12/03/2012

El fin de la luz.

Al principio, la oscuridad fue sutil. Se aprovechaba de nuestra inercia, de la costumbre de caer presos de la noche día tras día. Fuimos pocos los que notamos las sombras más profundas. Las zonas de las que la luz era expulsada como un viejo leproso. Nos inquietamos. En vano apuntábamos linternas, encendíamos velas, arrojábamos impotentes rayos de luz que irremediablemente se perdían en la negrura. Tratábamos en vano de lanzar advertencias. Hicimos marchas y manifestaciones. Buscamos espacios en los medios. Creábamos con ansias casi febriles páginas web, mandábamos correos que al final fueron botellas lanzadas al mar, jamás recogidas. Con ellas se fueron también nuestras esperanzas y las del resto del mundo.
Nos retiramos al final, vencidos, a los lugares donde la costumbre de la luz jamás logró allegarse demasiado. Los bosques, las cuevas.
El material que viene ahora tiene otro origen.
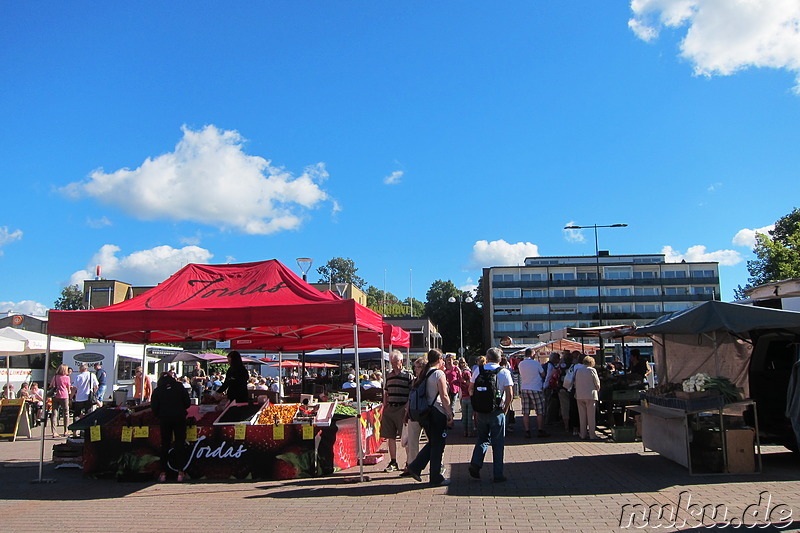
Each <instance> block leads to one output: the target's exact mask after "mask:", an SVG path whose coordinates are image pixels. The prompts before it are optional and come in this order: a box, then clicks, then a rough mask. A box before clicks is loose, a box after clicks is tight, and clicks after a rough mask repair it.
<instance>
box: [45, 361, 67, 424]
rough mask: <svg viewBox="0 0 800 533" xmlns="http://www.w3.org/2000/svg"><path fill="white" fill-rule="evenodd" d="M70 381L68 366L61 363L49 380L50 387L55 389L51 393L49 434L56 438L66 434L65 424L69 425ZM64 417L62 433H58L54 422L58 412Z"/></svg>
mask: <svg viewBox="0 0 800 533" xmlns="http://www.w3.org/2000/svg"><path fill="white" fill-rule="evenodd" d="M70 387H71V385H70V381H69V367H67V365H61V366H59V367H58V370H56V375H55V376H53V379H52V380H51V381H50V388H51V389H54V390H55V394H54V395H53V410H52V412H51V414H50V435H52V437H53V438H58V437H62V436H66V435H67V426H68V425H69V420H68V417H69V394H70ZM59 411H61V415H62V416H63V417H64V433H63V435H59V434H58V433H56V428H55V425H56V424H55V422H56V416H58V412H59Z"/></svg>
Aprendimos a convivir en la oscuridad, pensando tal vez en iniciar una nueva vida, adaptándonos a la inevitable condición que privaría en el universo de ahora en adelante. 
Desde nuestros puestos de observación (maneras de hablar, el lenguaje cambia más lento que las circunstancias) fuimos testigos de la caída del mundo en el abismo. Los gritos se elevaban como las llamas de las hogueras que jamás volvería nadie a ver. Habría sobrevivientes, era seguro. No muchos. La labor consistiría en educarlos, adaptarlos. Buscar una manera de lograr perdurar la vida en medio del remolino de confusión en el que nos encontrábamos. Alguien dijo que cuando las cosas se calmaran el vacío de nuestros ahora inútiles ojos se parecería demasiado a la muerte. Tal vez estemos muertos, pero algo tenemos que hacer mientras lo averiguamos.